Wednesday, July 28, 2010

Florida case asks whether inadequate funding of public defender's office results in violation of consitituional rights; Michigan says no.

Here is a link to a comment posted in the Crim Law Prof Blog discussing State v. Public Defender, Eleventh Judicial Circuit, 12 So. 3d 798 (Fla. 3d DCA 2009), review granted, No. SC09-1181 (Fla. May 19, 2010), a case to be heard by the Florida Supreme Court that asks whether the limitations imposed by inadequate public funding of a Public Defender's office results in a violation of the constitutional rights of the defendants the PDs represent.
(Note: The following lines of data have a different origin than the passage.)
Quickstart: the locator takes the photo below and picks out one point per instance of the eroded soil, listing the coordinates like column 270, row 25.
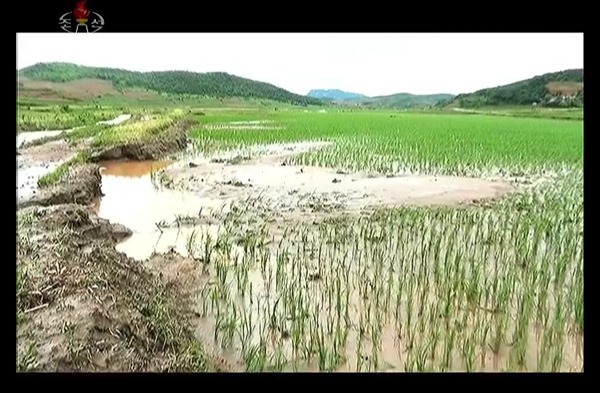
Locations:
column 81, row 304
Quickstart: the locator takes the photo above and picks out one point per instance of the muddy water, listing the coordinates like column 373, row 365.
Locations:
column 36, row 161
column 132, row 199
column 35, row 135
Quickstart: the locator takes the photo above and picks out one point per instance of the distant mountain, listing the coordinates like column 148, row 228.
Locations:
column 211, row 84
column 563, row 88
column 405, row 100
column 334, row 95
column 399, row 100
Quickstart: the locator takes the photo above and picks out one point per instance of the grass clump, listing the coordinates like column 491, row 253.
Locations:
column 61, row 117
column 132, row 132
column 53, row 177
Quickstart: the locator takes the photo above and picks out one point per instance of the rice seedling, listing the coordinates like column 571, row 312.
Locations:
column 486, row 287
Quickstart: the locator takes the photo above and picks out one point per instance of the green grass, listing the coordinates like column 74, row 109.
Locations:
column 53, row 177
column 37, row 118
column 133, row 131
column 432, row 143
column 489, row 287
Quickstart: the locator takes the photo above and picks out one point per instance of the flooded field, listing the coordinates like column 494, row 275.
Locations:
column 288, row 266
column 285, row 278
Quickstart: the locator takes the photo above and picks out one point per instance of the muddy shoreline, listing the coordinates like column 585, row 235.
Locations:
column 87, row 306
column 82, row 305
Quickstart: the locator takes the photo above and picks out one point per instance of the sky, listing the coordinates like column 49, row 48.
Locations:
column 367, row 63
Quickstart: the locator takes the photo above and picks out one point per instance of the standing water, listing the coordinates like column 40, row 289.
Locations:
column 132, row 199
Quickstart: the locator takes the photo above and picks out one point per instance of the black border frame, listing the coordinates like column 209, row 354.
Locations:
column 292, row 17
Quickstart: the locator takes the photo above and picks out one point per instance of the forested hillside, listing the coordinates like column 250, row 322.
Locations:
column 212, row 84
column 557, row 89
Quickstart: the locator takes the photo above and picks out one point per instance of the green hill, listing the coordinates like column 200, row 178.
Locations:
column 211, row 84
column 403, row 100
column 556, row 89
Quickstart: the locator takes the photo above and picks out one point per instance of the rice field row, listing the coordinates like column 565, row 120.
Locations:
column 484, row 288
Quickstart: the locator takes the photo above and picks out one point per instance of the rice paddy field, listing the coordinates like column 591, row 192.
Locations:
column 495, row 286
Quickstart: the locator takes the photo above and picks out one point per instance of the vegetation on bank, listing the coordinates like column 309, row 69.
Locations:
column 213, row 84
column 61, row 117
column 504, row 279
column 53, row 177
column 556, row 89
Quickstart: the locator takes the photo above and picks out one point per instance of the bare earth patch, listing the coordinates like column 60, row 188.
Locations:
column 284, row 187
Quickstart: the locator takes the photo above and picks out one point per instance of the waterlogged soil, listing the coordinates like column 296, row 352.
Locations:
column 297, row 189
column 83, row 306
column 135, row 240
column 164, row 202
column 35, row 161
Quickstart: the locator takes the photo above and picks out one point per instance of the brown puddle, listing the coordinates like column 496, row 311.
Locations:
column 131, row 168
column 132, row 199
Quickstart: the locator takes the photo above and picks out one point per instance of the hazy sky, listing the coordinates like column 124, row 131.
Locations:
column 367, row 63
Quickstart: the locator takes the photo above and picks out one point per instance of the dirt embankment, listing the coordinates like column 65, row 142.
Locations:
column 80, row 185
column 83, row 306
column 172, row 140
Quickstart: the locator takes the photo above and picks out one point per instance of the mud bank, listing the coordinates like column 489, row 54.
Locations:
column 36, row 161
column 301, row 189
column 80, row 185
column 199, row 192
column 172, row 140
column 83, row 306
column 27, row 137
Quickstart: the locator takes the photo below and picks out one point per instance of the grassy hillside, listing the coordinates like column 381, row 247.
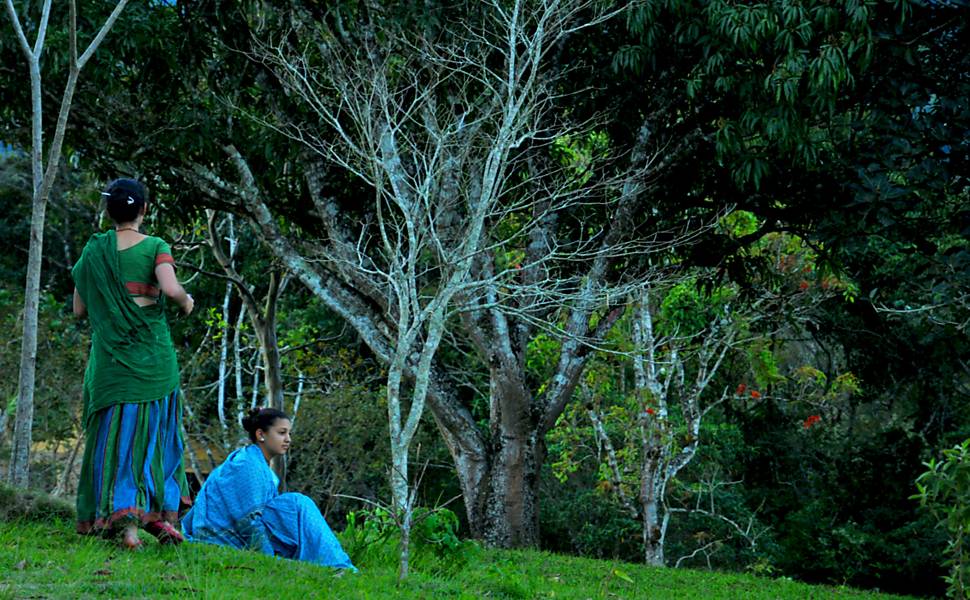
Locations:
column 47, row 560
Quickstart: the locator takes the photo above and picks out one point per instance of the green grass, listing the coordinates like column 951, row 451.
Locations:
column 47, row 560
column 42, row 557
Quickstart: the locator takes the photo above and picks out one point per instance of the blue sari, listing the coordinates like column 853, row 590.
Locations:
column 240, row 506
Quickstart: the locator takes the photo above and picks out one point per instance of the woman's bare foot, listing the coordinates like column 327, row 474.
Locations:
column 165, row 532
column 129, row 538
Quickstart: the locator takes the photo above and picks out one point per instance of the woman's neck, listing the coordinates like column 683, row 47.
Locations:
column 266, row 454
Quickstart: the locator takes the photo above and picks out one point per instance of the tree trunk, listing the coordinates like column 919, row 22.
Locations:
column 653, row 547
column 510, row 507
column 23, row 422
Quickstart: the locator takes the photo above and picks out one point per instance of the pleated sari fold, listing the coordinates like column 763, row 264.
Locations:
column 132, row 469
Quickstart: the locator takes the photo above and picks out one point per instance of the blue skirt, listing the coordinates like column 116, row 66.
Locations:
column 132, row 469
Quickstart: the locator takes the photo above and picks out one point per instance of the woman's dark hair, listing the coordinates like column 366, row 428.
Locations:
column 125, row 199
column 261, row 418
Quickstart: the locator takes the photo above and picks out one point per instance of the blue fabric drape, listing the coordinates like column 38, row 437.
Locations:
column 240, row 506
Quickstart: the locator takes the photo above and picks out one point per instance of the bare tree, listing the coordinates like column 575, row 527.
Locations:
column 436, row 130
column 43, row 180
column 455, row 128
column 664, row 386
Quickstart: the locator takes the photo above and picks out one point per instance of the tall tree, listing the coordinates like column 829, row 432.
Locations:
column 43, row 180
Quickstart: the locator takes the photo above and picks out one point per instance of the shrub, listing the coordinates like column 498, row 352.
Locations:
column 372, row 537
column 945, row 490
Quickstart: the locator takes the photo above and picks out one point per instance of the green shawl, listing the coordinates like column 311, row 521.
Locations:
column 132, row 358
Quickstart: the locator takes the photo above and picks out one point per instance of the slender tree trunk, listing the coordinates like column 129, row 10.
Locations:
column 43, row 181
column 23, row 422
column 510, row 515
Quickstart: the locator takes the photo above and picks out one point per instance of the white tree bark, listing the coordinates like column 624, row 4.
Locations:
column 43, row 180
column 660, row 388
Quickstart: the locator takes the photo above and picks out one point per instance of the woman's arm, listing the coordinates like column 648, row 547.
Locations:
column 165, row 274
column 79, row 309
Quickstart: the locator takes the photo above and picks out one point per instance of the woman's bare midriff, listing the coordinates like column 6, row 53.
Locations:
column 143, row 301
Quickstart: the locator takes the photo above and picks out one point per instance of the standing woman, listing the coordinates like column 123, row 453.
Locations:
column 132, row 472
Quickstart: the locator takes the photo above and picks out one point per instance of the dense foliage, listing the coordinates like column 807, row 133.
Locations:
column 813, row 154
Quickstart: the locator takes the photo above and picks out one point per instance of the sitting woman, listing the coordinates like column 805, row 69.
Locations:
column 240, row 505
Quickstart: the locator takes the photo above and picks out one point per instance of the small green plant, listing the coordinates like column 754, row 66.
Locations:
column 372, row 537
column 945, row 490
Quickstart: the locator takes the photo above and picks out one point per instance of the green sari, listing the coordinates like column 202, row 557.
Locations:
column 132, row 356
column 132, row 469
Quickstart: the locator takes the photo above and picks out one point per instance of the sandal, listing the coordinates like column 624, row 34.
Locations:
column 131, row 542
column 164, row 532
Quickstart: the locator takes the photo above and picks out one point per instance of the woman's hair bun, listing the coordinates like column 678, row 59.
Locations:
column 125, row 199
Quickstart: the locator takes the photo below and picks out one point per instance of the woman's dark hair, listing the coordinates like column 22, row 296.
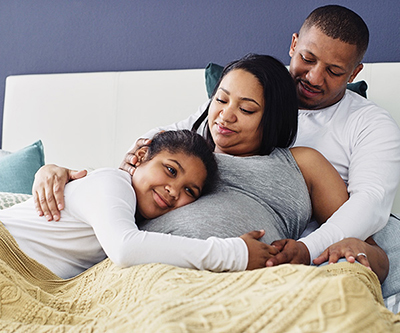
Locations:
column 189, row 143
column 279, row 120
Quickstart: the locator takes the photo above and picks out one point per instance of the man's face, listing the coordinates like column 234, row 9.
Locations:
column 321, row 68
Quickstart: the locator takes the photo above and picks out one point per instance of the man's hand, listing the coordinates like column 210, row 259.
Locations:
column 348, row 248
column 128, row 164
column 259, row 252
column 48, row 189
column 290, row 252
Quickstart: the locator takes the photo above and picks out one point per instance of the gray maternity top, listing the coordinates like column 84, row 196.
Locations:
column 257, row 192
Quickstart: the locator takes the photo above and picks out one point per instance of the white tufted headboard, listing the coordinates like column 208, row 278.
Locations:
column 89, row 120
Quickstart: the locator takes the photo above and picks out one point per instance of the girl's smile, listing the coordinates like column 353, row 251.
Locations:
column 166, row 182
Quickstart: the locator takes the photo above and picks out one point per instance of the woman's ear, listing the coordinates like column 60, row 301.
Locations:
column 141, row 155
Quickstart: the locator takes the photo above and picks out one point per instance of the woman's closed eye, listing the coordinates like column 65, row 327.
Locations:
column 191, row 192
column 246, row 111
column 171, row 170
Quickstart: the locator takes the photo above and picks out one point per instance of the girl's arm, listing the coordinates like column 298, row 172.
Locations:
column 105, row 199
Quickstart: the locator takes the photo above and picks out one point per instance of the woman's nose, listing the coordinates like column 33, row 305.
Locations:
column 228, row 114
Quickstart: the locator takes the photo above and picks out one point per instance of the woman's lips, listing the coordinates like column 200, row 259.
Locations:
column 161, row 201
column 223, row 130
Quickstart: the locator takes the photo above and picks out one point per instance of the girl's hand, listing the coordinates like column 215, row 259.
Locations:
column 259, row 252
column 48, row 189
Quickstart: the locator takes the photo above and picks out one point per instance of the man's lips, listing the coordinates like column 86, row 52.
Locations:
column 307, row 90
column 161, row 201
column 223, row 130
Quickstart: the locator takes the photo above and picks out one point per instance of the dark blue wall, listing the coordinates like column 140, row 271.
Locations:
column 55, row 36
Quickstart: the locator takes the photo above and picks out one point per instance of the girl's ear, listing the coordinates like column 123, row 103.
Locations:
column 141, row 155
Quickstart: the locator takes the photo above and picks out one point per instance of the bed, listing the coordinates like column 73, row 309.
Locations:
column 101, row 114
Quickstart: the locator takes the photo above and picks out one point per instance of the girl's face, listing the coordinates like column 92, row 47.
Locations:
column 235, row 114
column 166, row 182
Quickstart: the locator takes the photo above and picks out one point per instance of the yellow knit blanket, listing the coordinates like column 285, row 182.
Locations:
column 160, row 298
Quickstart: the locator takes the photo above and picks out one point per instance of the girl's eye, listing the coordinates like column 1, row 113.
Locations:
column 190, row 192
column 171, row 170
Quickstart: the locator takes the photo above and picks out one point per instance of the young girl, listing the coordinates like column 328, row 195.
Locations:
column 99, row 218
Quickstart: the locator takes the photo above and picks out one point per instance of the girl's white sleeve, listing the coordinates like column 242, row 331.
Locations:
column 106, row 200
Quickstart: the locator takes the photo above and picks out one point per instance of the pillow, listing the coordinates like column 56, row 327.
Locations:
column 214, row 71
column 17, row 170
column 359, row 87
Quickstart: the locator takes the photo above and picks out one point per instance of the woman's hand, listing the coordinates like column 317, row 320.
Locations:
column 259, row 252
column 48, row 189
column 367, row 253
column 290, row 252
column 128, row 164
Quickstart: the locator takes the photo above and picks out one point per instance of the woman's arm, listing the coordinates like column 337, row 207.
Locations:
column 106, row 200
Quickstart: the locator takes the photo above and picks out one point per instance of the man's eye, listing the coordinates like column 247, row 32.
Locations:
column 308, row 61
column 335, row 74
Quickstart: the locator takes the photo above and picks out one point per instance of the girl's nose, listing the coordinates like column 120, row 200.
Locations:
column 172, row 191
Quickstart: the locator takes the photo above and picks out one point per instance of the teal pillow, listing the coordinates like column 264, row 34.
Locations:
column 17, row 170
column 214, row 71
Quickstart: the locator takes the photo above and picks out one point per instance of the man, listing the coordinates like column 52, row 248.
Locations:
column 360, row 139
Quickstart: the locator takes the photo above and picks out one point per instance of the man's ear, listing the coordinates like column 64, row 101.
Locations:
column 141, row 155
column 293, row 44
column 355, row 72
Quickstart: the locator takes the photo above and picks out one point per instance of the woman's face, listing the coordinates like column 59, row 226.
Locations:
column 166, row 182
column 235, row 114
In this case, the Public Defender's office of Florida's 11th district asked the court to be relieved of its obligation to be appointed to represent all future non-capital felony cases because the office's inadequate funding resulted in such an overload of cases for each individual lawyer that they felt they were not able to comply with legal and ethical duties to the clients. The lower court granted the request and the case is now under review.

Interestingly, the Missouri public defender's office has also decided not to take any new cases (here).

In a similar case, the Michigan Supreme Court recently reversed itself and threw out a lawsuit that was aimed at holding the state responsible for failure to provide adequate funding to hire lawyers for poor people accused of crimes. Go here for that story.

Thanks to the Legal Ethics Forum for the information.